American flashlight manufacturer

Streamlight is a company located in Eagleville, Pennsylvania, United States, that manufactures flashlights powered by various-sized rechargeable and disposable batteries.

Their product line features hand-held and weapon-mountable lights as well as a right angle light used by firefighters on their turnout gear. Several of their products utilize dual sources, combining the long life of LED lamps with more powerful but shorter-lived conventional incandescent lamps. They also produce a series of Laser Illuminators such as the one of their newest models, the TLR-8, which is a combination LED weapon light and laser.

In the early 1970s, NASA tasked a team of engineers from Fairfield, New Jersey with realizing a solar simulator to simulate sunlight outside the filtration of the atmosphere. Streamlight used the team's research to develop a handheld halogen-lit 1 million candlepower (981,000 candela) searchlight, creating a beam extending past a mile, as a commercial spin-off of technology developed by Johnson Space Center for NASA as part of the Apollo program. It was marketed to military and law enforcement.
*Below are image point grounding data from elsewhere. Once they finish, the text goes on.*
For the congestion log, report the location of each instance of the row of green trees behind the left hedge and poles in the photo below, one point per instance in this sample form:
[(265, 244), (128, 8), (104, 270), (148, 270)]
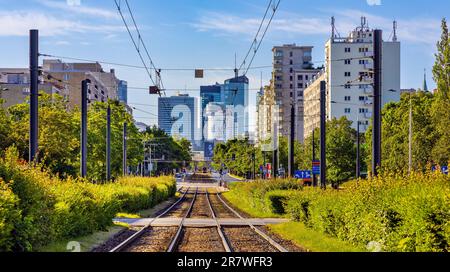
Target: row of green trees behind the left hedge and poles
[(59, 138)]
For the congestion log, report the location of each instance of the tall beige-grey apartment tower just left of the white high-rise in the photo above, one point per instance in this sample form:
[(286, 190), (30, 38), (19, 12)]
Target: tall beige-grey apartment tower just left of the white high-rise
[(292, 69)]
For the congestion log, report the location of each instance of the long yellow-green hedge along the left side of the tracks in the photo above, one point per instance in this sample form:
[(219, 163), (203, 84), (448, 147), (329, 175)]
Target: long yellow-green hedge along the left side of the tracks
[(36, 208)]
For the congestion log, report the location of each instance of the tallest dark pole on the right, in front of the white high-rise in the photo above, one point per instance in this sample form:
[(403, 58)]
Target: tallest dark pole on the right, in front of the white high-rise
[(376, 133)]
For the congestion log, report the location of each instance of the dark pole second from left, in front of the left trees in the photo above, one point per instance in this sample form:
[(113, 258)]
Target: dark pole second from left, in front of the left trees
[(83, 140)]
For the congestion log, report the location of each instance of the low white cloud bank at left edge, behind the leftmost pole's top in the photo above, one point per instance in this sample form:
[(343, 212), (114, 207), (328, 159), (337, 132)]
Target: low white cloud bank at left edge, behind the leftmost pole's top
[(18, 23)]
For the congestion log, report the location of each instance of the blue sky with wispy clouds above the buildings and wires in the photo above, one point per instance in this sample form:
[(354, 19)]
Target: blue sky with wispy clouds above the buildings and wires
[(208, 34)]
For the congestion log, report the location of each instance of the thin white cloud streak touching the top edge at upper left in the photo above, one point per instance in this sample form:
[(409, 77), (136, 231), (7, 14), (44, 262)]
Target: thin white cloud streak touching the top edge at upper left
[(77, 7)]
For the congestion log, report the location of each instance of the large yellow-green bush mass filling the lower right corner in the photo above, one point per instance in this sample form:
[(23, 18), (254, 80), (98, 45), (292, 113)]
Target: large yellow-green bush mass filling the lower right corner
[(399, 213)]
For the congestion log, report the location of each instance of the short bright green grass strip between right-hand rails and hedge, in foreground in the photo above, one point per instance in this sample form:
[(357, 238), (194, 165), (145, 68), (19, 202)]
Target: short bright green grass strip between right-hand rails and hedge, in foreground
[(312, 240)]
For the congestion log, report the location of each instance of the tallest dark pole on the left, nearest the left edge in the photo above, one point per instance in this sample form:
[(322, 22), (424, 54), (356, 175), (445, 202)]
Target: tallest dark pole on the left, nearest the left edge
[(34, 85)]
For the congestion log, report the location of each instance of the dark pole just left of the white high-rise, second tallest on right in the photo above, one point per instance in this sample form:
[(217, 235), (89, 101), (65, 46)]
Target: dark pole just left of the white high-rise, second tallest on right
[(323, 110)]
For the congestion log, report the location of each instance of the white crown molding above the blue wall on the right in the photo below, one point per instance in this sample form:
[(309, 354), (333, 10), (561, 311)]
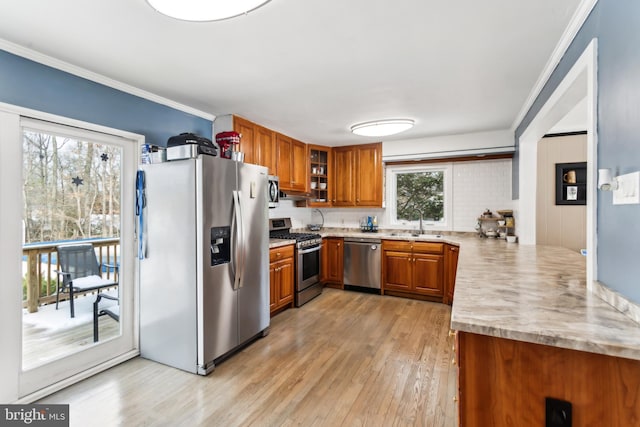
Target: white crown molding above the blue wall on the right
[(578, 19)]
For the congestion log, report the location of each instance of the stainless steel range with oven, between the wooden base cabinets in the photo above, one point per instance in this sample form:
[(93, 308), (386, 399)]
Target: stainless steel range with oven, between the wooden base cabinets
[(307, 283)]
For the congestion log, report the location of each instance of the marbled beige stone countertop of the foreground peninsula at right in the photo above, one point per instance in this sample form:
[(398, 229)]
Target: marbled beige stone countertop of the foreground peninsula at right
[(536, 294)]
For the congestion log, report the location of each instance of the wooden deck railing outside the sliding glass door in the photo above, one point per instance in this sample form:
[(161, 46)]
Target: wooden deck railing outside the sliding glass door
[(42, 262)]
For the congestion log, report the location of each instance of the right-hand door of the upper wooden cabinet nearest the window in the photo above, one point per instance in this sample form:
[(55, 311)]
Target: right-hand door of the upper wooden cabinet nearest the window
[(369, 175)]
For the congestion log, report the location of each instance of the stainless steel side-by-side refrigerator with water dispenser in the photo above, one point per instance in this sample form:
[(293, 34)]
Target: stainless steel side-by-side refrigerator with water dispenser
[(204, 287)]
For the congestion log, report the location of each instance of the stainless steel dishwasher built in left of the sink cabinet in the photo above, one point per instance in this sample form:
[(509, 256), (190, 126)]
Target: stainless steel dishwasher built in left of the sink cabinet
[(362, 258)]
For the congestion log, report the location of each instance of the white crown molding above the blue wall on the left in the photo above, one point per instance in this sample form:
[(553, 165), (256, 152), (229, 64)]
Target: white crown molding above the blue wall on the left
[(98, 78)]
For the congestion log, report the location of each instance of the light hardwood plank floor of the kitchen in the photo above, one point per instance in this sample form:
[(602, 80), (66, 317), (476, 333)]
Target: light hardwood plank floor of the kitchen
[(345, 358)]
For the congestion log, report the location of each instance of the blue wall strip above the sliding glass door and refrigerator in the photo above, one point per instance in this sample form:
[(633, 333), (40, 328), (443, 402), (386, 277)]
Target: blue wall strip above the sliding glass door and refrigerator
[(32, 85)]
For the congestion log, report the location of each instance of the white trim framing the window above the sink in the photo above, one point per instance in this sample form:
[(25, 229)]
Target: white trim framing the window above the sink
[(391, 179)]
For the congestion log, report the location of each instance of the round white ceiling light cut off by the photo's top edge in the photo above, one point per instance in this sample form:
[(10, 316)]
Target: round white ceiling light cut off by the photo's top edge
[(205, 10)]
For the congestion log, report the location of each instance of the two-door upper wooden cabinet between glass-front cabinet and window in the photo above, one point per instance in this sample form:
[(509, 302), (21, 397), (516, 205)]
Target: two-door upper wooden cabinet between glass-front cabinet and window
[(357, 175)]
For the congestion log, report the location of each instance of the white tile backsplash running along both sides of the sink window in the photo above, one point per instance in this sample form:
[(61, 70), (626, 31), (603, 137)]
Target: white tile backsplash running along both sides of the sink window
[(477, 185)]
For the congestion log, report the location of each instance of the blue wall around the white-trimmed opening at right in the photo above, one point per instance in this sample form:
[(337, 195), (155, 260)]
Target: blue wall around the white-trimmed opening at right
[(616, 25)]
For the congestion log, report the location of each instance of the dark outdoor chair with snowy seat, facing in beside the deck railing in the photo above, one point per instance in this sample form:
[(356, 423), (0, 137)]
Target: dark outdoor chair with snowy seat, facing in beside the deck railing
[(80, 272)]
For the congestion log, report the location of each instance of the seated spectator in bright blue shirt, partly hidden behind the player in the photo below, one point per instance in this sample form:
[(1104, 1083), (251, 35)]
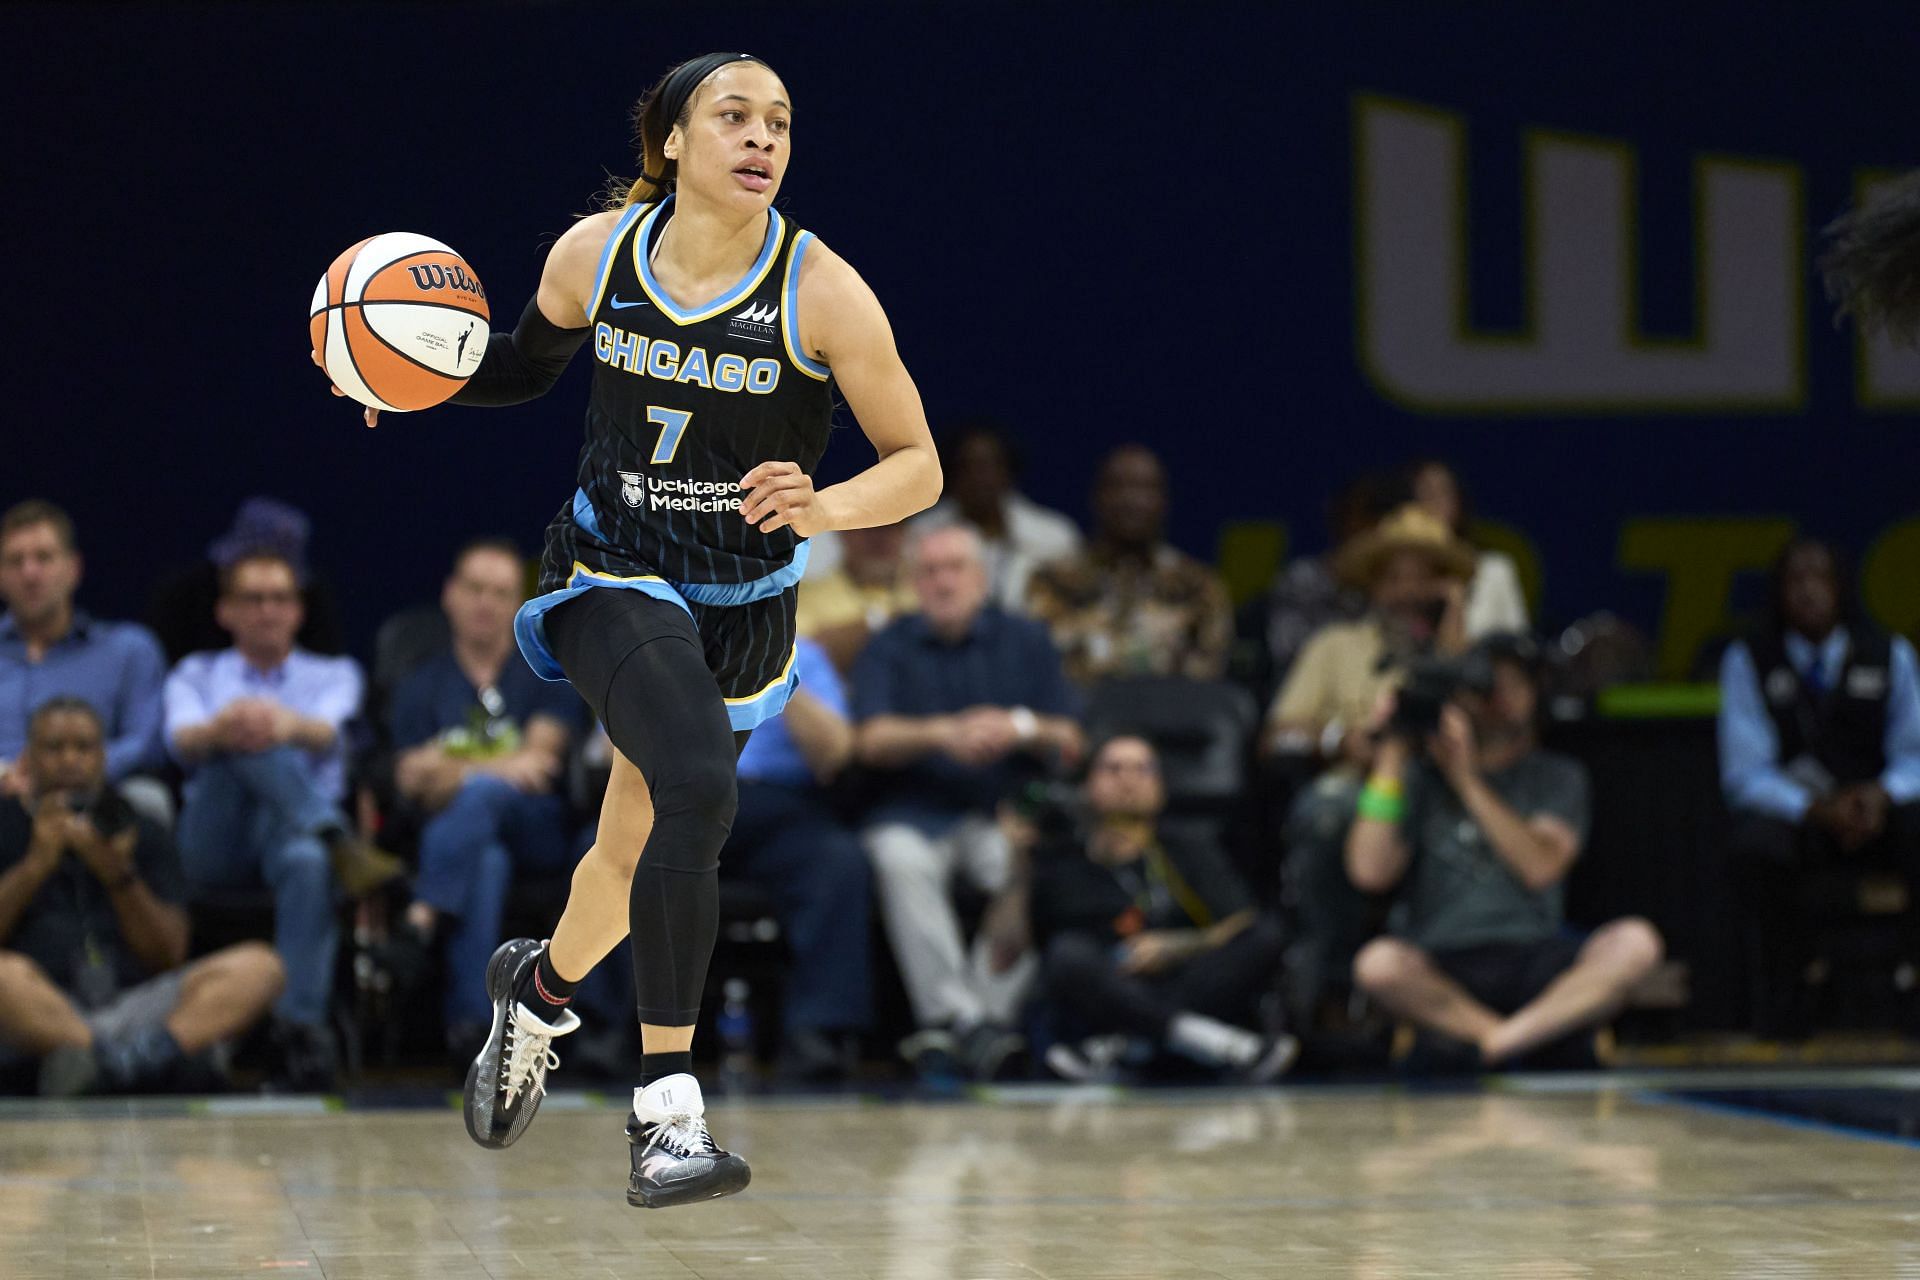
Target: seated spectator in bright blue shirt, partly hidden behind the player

After the handheld design was finalised, the company was moved to King of Prussia, Pennsylvania by a private investor. In 1977, the headquarters was moved to Norristown, Pennsylvania. In 2001, the company moved to Eagleville, Pennsylvania.

In a Popular Mechanics article, "The 7 Best Handheld Spotlights for Outdoor and Emergency Use", Streamlight spotlights ranked among the list multiple times.